Ugh. Yeah. Her knife poking through a visible spot in the wall would invite some unpleasant attention in a hurry. She pulled her pistol from her jacket and put it down next to her where she could get at it quickly.
The first layer of sheetrock was straightforward enough. She slid her knife through and slowly cut a fist-sized piece out. She was pretty sure the sheetrock was thinner than code, which suited her fine. The rasp of the knife against the gypsum seemed loud in her ears, but the voices continued talking, so she kept going slow. White powder covered her fingers and floated to the carpet as she sawed, and at last she pulled the piece away, revealing the narrow gap between the walls and the back of the piece on the other side.
Already the voices were clearer.
“. . . wasn’t there,” a man said, sounding rather defensive. “. . . don’t know.”
“Did you see
anyone
?” The loud guy again.
More mumbling. Anna put the point of her knife to the wall and slowly began drilling a hole through it.
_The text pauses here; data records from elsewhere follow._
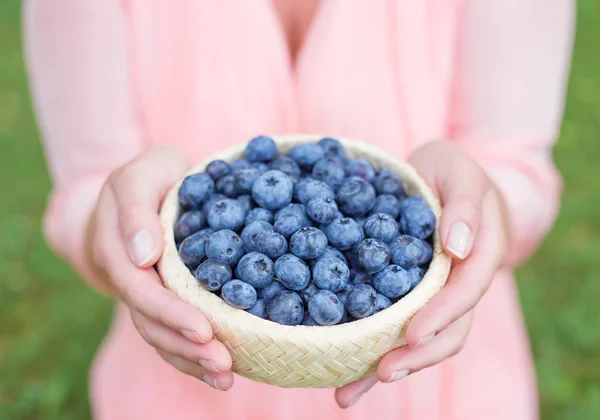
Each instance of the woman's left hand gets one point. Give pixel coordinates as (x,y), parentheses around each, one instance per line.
(473,230)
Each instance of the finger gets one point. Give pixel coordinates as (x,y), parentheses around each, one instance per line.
(219,381)
(406,360)
(142,289)
(467,283)
(139,188)
(461,185)
(348,395)
(212,356)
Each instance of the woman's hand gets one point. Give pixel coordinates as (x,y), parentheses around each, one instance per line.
(473,230)
(125,240)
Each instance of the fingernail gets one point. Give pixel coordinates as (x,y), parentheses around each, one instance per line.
(191,335)
(210,381)
(459,240)
(208,365)
(142,247)
(399,374)
(355,400)
(425,339)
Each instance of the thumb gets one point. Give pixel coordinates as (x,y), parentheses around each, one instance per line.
(139,188)
(461,185)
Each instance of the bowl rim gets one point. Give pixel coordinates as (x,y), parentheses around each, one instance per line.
(176,276)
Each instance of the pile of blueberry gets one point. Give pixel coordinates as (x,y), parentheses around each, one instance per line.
(310,237)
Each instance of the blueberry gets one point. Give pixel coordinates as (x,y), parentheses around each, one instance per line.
(244,179)
(331,274)
(292,272)
(387,183)
(373,255)
(226,214)
(332,147)
(259,309)
(360,168)
(416,275)
(308,243)
(255,269)
(260,149)
(357,277)
(330,252)
(209,203)
(287,225)
(246,201)
(408,251)
(330,171)
(258,214)
(239,164)
(273,190)
(251,231)
(238,294)
(381,226)
(322,210)
(308,292)
(381,303)
(225,245)
(297,209)
(269,291)
(325,308)
(387,204)
(393,281)
(416,218)
(271,243)
(217,168)
(287,165)
(286,308)
(193,249)
(360,302)
(306,155)
(355,197)
(213,274)
(226,186)
(343,294)
(195,189)
(308,320)
(344,233)
(189,222)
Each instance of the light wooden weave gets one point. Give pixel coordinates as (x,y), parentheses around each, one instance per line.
(310,357)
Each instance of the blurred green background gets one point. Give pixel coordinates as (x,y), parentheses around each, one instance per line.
(51,323)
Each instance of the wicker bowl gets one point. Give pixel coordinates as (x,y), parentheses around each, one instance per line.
(300,356)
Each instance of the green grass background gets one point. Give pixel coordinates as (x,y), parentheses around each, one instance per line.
(51,323)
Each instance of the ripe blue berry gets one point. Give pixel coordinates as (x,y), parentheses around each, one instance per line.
(292,272)
(273,190)
(360,302)
(213,274)
(392,282)
(331,274)
(286,308)
(261,149)
(225,245)
(255,269)
(238,294)
(373,255)
(195,189)
(325,308)
(308,243)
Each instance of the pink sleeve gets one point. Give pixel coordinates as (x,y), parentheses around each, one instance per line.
(512,67)
(77,62)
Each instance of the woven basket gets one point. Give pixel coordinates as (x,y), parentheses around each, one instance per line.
(300,356)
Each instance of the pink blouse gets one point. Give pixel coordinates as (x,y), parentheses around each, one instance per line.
(112,77)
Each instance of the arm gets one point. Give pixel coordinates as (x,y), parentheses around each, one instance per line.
(77,61)
(512,66)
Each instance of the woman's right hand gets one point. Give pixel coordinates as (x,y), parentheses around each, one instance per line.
(125,240)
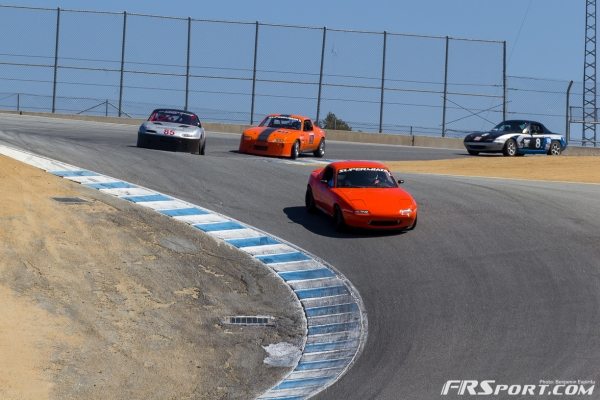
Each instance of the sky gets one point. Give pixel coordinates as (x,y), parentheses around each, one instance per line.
(544,39)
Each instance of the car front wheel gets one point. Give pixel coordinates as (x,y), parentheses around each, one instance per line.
(510,148)
(320,151)
(295,150)
(554,149)
(141,141)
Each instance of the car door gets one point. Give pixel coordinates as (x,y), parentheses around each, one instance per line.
(538,139)
(322,194)
(308,135)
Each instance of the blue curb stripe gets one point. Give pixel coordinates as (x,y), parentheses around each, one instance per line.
(281,258)
(308,274)
(321,292)
(179,212)
(338,309)
(111,185)
(305,366)
(74,173)
(259,241)
(150,197)
(319,347)
(298,383)
(219,226)
(332,328)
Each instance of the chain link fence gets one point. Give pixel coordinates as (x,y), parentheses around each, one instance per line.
(123,64)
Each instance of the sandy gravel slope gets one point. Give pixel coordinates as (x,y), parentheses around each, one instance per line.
(105,300)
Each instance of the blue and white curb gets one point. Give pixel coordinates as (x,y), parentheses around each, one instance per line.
(336,321)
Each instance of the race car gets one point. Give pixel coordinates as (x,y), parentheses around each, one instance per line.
(284,135)
(516,138)
(175,130)
(361,194)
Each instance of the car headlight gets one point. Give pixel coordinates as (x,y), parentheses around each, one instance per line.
(361,212)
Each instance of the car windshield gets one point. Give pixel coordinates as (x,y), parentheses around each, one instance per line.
(281,122)
(173,116)
(510,126)
(365,178)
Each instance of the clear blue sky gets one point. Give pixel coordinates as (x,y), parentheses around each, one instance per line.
(545,38)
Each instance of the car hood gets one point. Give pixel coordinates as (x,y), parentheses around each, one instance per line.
(378,200)
(168,125)
(265,134)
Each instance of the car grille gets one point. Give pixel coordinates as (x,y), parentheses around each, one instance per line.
(385,222)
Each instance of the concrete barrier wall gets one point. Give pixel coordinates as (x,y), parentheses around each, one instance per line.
(345,136)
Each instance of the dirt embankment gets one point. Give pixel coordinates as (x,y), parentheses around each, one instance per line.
(105,300)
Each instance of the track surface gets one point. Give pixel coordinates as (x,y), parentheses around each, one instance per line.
(500,281)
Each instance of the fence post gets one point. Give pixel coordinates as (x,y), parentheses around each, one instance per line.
(445,88)
(122,63)
(321,75)
(254,74)
(567,123)
(55,59)
(187,65)
(504,89)
(382,82)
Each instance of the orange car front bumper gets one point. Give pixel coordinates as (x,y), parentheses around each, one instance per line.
(383,222)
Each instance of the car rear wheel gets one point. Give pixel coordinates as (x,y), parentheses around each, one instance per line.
(510,148)
(320,151)
(554,149)
(338,219)
(309,201)
(413,226)
(295,150)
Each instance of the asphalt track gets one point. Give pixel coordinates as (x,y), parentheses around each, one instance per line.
(500,280)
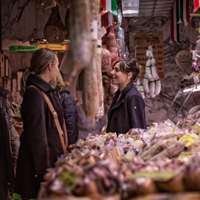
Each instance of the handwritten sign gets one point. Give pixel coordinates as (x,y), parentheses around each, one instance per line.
(187,154)
(55,47)
(23,48)
(143,40)
(189,138)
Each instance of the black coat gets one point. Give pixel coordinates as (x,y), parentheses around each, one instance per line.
(40,141)
(9,145)
(70,115)
(128,112)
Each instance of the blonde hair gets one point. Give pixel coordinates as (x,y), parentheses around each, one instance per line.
(59,82)
(39,62)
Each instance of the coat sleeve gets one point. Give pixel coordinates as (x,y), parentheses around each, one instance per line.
(71,117)
(14,139)
(35,133)
(136,112)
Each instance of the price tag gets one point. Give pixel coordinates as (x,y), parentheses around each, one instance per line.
(163,176)
(99,46)
(189,138)
(149,53)
(68,178)
(103,31)
(186,154)
(94,29)
(108,134)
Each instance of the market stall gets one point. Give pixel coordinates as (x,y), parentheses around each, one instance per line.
(159,162)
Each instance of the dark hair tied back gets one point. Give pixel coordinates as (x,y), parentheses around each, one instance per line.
(127,66)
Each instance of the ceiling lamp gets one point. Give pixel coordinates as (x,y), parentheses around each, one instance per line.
(130,8)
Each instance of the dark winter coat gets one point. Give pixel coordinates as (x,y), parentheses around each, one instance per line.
(70,115)
(40,141)
(9,145)
(128,112)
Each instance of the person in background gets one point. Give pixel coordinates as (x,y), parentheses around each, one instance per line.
(9,145)
(40,141)
(128,108)
(70,109)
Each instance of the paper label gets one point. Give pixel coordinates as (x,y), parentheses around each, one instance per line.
(196,79)
(23,48)
(149,53)
(54,46)
(94,29)
(186,154)
(68,178)
(108,134)
(189,138)
(99,46)
(156,176)
(103,31)
(197,127)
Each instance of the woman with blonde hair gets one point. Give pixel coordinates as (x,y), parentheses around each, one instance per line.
(69,108)
(40,141)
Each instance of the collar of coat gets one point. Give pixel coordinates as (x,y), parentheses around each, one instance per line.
(3,92)
(125,90)
(38,82)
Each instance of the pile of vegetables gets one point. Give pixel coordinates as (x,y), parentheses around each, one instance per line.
(139,162)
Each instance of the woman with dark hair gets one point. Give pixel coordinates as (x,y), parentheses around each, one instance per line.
(128,108)
(40,141)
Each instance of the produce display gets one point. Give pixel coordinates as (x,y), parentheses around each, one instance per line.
(163,158)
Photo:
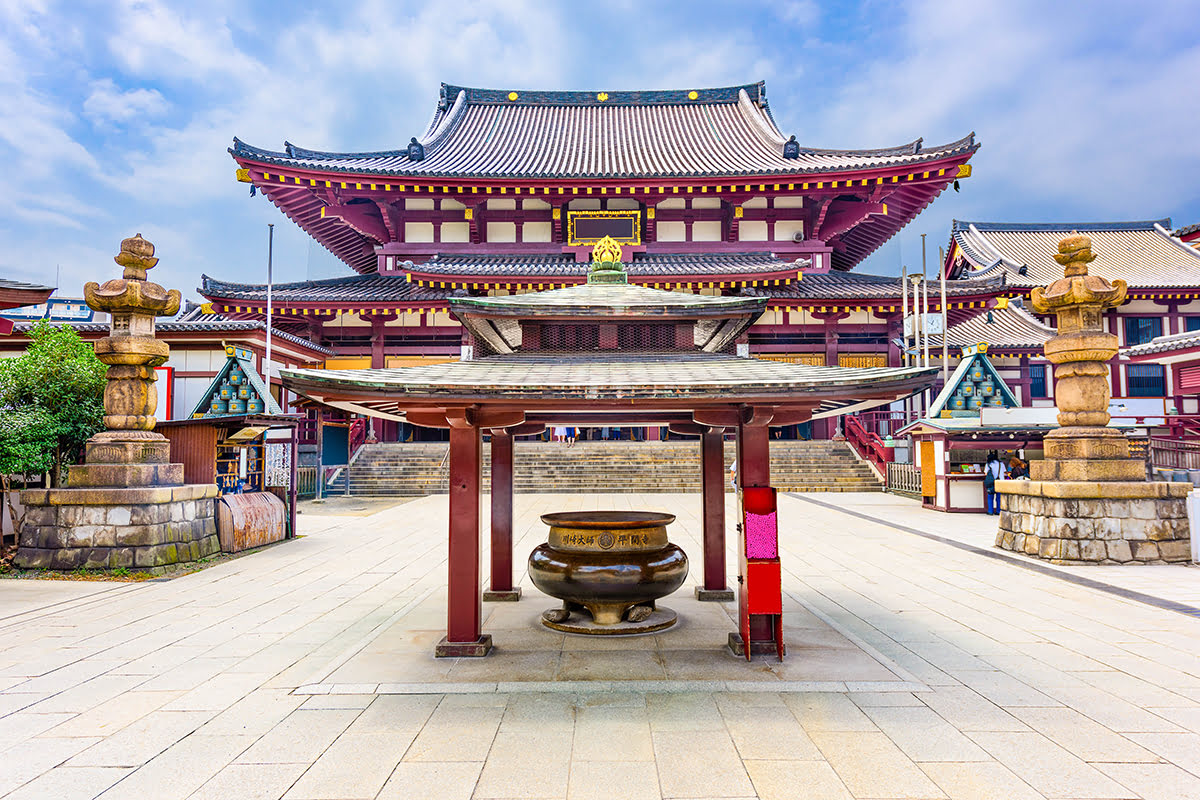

“. . . nothing. I mean, the place is a mess, but we couldn’t find nothing.”
Anna’s knife poked through the drywall, and she froze. If the dresser wasn’t in the same location on the other side, there would be a quarter inch of shiny metal protruding from a spot about a foot off the floor in the middle of a blank wall on the other side.
A moment passed without outcry, and Anna pulled the knife back. Adelaide’s voice drifted through the little hole in the wall, sounding small and scared.
“Home. Adelaide wants to go home. Right now. Her head hurts bad today, so bad. Stuffed with rats.”
“It’s OK.” The man’s voice had quieted, dropped to a soothing murmur that was barely audible through the wall. “It’s OK. We’re going to help you, remember?”
“Adelaide doesn’t know. She can’t—Adelaide can’t
think
.”
“You came to us, remember? We can’t help you, if you don’t help us.”
She sold us out. Plain and simple. Goddammit.
“Adelaide needs . . . She needs quiet.”
Instead of cutting her some slack, the guy raised his voice. “Where is the relic?”
“Adelaide wants to go home!”
“You said you’d bring us Ames.
Where is she?
”
A high, wavering note sounded, an awful plaintive wail that made the hairs stand up on the back of Anna’s neck. A moment later there was a crash, then a thud. The cry stopped for a second, then started up again, louder this time.
They knocked her down. Kicked her chair over. Something like that.
Anna ground her teeth together and suddenly found herself wondering just how many men were in that room. Were they armed? If not, she could simply walk in, hold them at gunpoint, get Adelaide, and walk out. If they were, though . . . she’d have to get the drop on them somehow. And even then . . .
You are not just going to walk in there and shoot six or eight people.
No. No, she wasn’t. That didn’t leave much in the way
of options, though. Just being here was risky enough—a frontal assault on the next room was over the line even for her.
Somebody’s phone rang, and Anna moved closer to the hole. She heard a series of grunts and noncommittal responses, followed by a curt good-bye.
“OK,” the guy said. His voice was high and nervous. “Revered One?”
“Yes?” The loud guy again.
“That was Brother Sheffield.”
“And?”
“The stuff Sobell’s guy said checks out. Looks like something blew up at that parking garage. It’s surrounded by yellow tape and everything. Ames’s crew must have run off with the relic.”